I can't say that I have studied Booking enough to given an intrinsic valuation but on a relative P/E valuation it appears cheaper. On growth, the consensus is that Airbnb will grow by double digits for the next number of years compared to 8/9% for Booking. If this transpires then it means that Airbnb is increasing its market share. The real value creation for Airbnb will be its own advertising platform which I feel is being ignored at the moment. Two great businesses in my opinion, I use both regularly.
Do you think the terminal growth in FCF is understated in the analysis?
If you assume a terminal growth of 4% (2% from volume and 2% from pricing due to inflation) then shares trade at a 43% discount.
You could assume that unit growth in property listings/stays grows at the rate of real growth in GDP (probably 2% over the long term). This is because we will probably build a net 2% more properties each year over the long term and as people become more productive they will have more discretionary time and income to travel.
You could also assume that the revenue per listing grows at the long term inflation rate (also probably 2% in the long term).
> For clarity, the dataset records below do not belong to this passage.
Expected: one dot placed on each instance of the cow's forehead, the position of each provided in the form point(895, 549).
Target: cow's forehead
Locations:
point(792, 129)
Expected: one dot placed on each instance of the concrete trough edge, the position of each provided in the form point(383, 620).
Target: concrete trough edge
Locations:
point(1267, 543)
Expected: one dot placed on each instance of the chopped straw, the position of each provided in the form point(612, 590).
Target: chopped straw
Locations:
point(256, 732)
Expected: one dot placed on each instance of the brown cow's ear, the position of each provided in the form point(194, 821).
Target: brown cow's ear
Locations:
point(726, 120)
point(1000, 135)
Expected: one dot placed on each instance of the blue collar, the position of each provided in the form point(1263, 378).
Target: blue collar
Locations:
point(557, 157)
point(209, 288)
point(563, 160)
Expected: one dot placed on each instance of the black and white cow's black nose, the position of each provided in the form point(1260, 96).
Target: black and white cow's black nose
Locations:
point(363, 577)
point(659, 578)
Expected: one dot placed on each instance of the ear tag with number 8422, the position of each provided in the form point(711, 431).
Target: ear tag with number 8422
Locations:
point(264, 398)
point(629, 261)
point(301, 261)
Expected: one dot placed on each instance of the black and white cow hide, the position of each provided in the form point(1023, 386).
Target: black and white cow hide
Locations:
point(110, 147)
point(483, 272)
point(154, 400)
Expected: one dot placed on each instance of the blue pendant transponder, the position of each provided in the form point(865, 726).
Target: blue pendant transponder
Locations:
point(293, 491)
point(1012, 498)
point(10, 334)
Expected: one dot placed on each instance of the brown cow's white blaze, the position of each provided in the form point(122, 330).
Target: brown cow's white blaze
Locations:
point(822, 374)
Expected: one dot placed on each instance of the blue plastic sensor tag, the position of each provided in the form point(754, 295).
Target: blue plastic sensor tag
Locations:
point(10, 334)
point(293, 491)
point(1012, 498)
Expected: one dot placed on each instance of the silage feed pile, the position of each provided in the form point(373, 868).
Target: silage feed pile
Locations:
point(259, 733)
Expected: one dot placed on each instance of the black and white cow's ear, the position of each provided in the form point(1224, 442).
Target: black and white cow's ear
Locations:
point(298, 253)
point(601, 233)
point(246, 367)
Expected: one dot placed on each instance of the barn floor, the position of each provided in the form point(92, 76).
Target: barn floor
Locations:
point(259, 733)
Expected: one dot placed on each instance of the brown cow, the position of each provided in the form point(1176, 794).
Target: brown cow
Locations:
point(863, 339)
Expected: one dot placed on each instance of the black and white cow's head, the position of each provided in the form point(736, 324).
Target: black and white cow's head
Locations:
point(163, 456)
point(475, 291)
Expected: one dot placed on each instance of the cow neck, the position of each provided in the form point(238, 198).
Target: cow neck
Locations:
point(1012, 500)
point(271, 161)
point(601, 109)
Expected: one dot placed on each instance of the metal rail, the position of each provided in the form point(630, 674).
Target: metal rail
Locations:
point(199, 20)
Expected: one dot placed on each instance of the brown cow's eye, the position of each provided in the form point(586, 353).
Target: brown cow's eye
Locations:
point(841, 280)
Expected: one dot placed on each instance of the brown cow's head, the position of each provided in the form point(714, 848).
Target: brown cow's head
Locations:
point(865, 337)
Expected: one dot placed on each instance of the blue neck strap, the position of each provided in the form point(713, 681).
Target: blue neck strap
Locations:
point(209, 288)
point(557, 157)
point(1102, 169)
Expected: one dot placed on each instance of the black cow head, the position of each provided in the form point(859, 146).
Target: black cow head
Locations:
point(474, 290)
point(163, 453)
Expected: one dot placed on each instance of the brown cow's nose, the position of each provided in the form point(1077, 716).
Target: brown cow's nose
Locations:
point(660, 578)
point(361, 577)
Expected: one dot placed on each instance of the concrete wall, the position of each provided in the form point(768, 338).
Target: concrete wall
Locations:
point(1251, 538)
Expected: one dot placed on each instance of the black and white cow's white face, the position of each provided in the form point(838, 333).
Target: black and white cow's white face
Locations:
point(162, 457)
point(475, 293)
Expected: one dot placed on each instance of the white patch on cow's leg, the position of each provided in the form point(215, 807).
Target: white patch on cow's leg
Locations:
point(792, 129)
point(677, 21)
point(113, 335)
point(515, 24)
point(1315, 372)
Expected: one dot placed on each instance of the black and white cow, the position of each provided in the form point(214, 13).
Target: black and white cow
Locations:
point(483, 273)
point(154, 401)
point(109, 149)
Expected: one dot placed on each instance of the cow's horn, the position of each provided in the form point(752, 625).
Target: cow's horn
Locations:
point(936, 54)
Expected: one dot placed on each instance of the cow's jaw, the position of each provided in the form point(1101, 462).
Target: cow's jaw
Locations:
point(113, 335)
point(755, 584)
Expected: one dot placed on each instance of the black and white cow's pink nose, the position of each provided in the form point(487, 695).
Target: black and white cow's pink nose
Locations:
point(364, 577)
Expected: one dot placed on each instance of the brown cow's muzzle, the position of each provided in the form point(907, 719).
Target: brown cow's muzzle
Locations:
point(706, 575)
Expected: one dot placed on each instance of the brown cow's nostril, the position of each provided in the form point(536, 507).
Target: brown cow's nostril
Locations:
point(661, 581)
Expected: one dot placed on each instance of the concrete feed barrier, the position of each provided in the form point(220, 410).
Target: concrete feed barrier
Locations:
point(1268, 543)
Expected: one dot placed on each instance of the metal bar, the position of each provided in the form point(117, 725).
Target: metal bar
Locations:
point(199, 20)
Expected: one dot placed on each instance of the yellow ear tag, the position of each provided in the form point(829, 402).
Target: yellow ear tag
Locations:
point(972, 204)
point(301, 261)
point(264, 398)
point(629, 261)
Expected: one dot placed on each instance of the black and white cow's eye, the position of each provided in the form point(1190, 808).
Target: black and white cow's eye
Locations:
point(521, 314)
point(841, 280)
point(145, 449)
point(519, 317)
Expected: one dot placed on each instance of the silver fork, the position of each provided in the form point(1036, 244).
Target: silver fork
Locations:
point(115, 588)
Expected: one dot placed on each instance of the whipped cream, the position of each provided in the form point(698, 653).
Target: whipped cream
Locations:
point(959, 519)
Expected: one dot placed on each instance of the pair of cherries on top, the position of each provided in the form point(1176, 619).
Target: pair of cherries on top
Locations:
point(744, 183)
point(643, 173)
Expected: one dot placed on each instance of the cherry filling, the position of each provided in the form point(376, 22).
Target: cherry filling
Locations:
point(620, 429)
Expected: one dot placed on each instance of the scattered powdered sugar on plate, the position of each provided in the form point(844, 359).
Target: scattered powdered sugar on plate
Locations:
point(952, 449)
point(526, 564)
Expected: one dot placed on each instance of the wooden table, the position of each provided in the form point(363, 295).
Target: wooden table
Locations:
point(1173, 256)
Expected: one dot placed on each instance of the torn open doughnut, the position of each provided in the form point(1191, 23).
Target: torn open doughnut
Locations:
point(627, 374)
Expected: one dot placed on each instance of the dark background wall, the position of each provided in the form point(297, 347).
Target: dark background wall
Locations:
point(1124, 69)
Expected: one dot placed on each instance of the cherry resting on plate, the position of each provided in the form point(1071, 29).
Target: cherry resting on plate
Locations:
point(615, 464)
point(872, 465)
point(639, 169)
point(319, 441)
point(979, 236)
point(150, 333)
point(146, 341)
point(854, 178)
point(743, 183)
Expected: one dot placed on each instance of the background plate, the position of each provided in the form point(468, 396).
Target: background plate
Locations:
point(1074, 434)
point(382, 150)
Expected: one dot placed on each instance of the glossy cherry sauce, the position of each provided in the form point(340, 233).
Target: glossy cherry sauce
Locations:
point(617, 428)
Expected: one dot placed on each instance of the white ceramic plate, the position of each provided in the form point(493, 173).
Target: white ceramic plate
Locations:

This is because hosts charge daily rates in nominal terms and since revenues are a function of the product of take rate and GBV then the price per listing should increase by 2% over the long term as well.
Thank you for reading. I can see where you are coming from but I would never use a 4% terminal growth rate for any business. If you do that you are saying that the company will be bigger than the world’s GDP which is obviously impossible. Hope that makes sense.
Agree with this response. I think the assumption of 2% pricing growth due to inflation is entirely reasonable but another 2% (for a total of 4%) forever is extremely aggressive and as Wolf says, over the period of forever would eclipse the entire economy.
I can definitely get behind the reluctance of "4% terminal growth". You could instead reframe the question to talk about terminal multiples. For example, I don't think it would be that crazy to project that AirBNB could trade at a P/FCF of 17.3 instead of 12.75.
A terminal growth rate of 2% implies a 12.75 P/FCF multiple and a terminal growth rate of 4% implies a 17.3 P/FCF multiple. It doesn't seem to be *as* crazy when framed differently (even though "grows bigger than the world's GDP" is technically what 4% is saying).
What do you guys think? Is that still bad practice for a DCF?
If I recall correctly, the best practice if I wanted to model 4% growth, would be to add a second growth phase (at 4%) prior to the 2% terminal growth phase.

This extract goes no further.